Larnaca airport has remained third among the European airports with passenger traffic of 5 to 10 million per year, which had the largest increase in passenger traffic since March.
European airport trade body, ACI EUROPE on Friday released its air traffic report for June. The report reveals that during the first half of this year, passenger traffic at Europe’s airports grew by an average +9.0 per cent.
“In the first half of the year, Larnaca International Airport managed to maintain its third place on the passenger traffic increase chart since last March, among all international airports in Europe, in the category of 5 to 10 million passengers per year,” said airports’ operator Hermes.
Larnaca airport ranked third, with an increase of 22.7 per cent or 571,926 additional passengers, preceded by Keflavik International Airport (Iceland), with 39.7 per cent and Kiev International Airport (Ukraine) which occupies the second place with an increase in passenger traffic of 29.4 per cent.
Hermes said that in the group of airports with 5 to 10 million passengers per year, Larnaca continued to be the first among all the international airports of the European Union member states that had achieved the biggest increase in passenger traffic.
ACI EUROPE said in its report that the EU and non-EU markets ended up posting similar growth levels in passenger traffic – respectively at +8.7 per cent and +9.9 per cent.

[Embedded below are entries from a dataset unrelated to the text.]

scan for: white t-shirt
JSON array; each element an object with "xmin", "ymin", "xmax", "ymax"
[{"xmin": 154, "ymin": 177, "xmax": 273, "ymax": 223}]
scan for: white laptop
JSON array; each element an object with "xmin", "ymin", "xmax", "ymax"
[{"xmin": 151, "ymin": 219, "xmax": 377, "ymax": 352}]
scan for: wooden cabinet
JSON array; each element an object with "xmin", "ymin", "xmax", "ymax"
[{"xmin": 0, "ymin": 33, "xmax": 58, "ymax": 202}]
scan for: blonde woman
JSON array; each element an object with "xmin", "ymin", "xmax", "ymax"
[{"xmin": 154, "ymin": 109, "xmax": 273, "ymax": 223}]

In the EU, the Benelux along with Cyprus, Malta and Portugal in the South as well as Estonia, Lithuania, Poland, The Czech Republic, Hungary, Slovenia and Croatia to the East all achieved double digit growth. In the non-EU market, Albania, Georgia, Moldova, Montenegro and Ukraine each grew by well above +20 per cent.
Europe’s Top 5 busiest airports recorded a passenger traffic increase of +4.3 per cent in the first half of the year – a notable improvement over their 2016 performance (+1.6 per cent). Amsterdam-Schiphol topped the league in terms of growth (+8.7 per cent), followed by Paris-CDG (+5.2 per cent), Frankfurt (+4.5 per cent). Capacity-constrained London-Heathrow still managed to grow (+3.9 per cent), while Istanbul-Atatürk kept regaining lost ground (-1.1 per cent), said the Brussels – based organisation.